Understanding the "what" of sexual assault
Why we need to re-examine our approach to bystander intervention
Living exclusively among young adults, our perspective within the microcosm that is the University can at times be myopic. However involved students are with extracurriculars that look beyond the scope of the University, our day-to-day actions remain hopelessly disconnected from the norms that would otherwise dictate our behavior in the “outside world.”
With most things, we can get by with this. Living in ignorant bliss for a few years — while not desirable — is not entirely detrimental. Our inattention to sexual assault, though, is inexcusable.
Anyone who knows me can attest to the fact that I am infatuated with this University. I would not want to be contained in this metaphorical bubble with any other group of people. Still, I cannot help but become disenchanted when I attend events like the Take Back the Night vigil and hear story after story about the rather enormous presence of sexual assault surrounding us. Outside of that event, too, I have heard numerous accounts of sexual assault from friends, acquaintances and strangers. It both breaks my heart and it scares me — two feelings I hate to associate with a place I love so much.
It starts with the little things. Taken out of the context of the University, under what circumstances would it be acceptable for someone to approach another individual and grope him or her? It is definitely not something I have witnessed in the grocery store or while walking down the street. Spend more than five minutes in a party, though, and it becomes clear that this is not an unusual occurrence.
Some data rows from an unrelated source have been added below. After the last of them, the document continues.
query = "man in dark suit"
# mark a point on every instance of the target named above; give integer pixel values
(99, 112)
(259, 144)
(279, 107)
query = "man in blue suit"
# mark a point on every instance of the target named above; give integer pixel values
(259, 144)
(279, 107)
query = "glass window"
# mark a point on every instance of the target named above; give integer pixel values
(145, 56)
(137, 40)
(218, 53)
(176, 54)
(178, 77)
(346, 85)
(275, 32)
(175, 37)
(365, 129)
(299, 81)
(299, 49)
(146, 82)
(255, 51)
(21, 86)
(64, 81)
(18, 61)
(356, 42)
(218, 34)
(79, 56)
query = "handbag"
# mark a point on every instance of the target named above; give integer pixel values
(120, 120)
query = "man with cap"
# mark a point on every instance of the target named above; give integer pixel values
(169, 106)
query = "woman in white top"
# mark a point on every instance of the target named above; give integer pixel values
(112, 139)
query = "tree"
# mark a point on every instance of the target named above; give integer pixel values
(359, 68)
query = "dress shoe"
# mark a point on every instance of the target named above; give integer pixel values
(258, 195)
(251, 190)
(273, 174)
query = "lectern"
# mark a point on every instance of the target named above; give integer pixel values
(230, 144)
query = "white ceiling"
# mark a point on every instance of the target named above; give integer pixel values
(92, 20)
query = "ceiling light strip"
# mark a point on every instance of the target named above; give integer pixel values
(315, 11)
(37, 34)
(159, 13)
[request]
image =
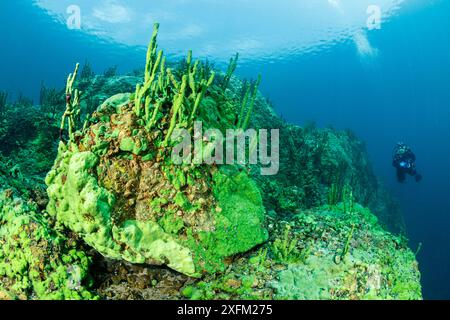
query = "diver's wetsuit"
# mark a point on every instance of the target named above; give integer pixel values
(404, 161)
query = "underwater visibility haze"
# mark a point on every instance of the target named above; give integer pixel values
(100, 99)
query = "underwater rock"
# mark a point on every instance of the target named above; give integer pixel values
(327, 253)
(115, 185)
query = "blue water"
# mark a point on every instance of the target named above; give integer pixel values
(319, 62)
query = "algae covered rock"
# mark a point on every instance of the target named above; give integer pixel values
(36, 262)
(341, 253)
(115, 184)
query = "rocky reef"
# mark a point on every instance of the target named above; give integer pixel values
(120, 220)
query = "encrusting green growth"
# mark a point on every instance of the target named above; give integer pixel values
(231, 69)
(371, 264)
(37, 262)
(114, 183)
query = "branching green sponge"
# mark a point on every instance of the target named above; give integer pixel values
(35, 261)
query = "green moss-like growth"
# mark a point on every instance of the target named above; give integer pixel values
(35, 261)
(114, 183)
(350, 257)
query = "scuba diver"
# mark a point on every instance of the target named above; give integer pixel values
(404, 160)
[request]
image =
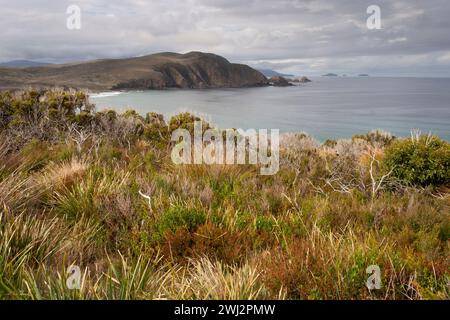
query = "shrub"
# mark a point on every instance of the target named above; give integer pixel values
(376, 136)
(422, 161)
(179, 217)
As I was discussing this with a friend, she mentioned different circumstances warrant different behavior — “You would act differently in class than you would at even an a capella concert,” she said. This is exactly what makes me uncomfortable. As my friend correctly observed, we have different socialized standards for how to behave in different situations. That means we have effectively normalized a culture of sexual misconduct within our University’s bounds.
It is this complacency I take issue with. Our bubble-induced standards are most problematic
in the arena of bystander intervention. When students who bear witness to potential acts of sexual misconduct are so numb to a behavior they cannot even recognize it as inappropriate, the whole community suffers. While there are many efforts on the perpetrator-victim front, the role of bystanders remains largely in the dark.
There have been efforts on this front — Dorothy Edwards’ speech to the first-years and the Handprint Project associated with Boys’ Bid Night — but I still feel there is an element missing. I believe wholeheartedly those who paid attention at the talk or signed the pledge are earnest in their intention to be active bystanders. If they are unable to pick up on the potential instances of sexual assault surrounding them, though, these efforts are in vain.
Through these efforts, we have preemptively addressed the “how” and vowed our support for the cause without fully understanding the “what.” If we do not know how to define sexual misconduct, then we do not know when to step in.
Something has to happen in order to bridge the disparity between our intentions and our actions. I concede, this is not an easy subject to discuss. I contend, however, the University needs more dialogue about sexual misconduct and what constitutes it — because the path to solving this complicated issue is long and arduous. The only way to conquer it is to walk alongside one another, talking the whole way.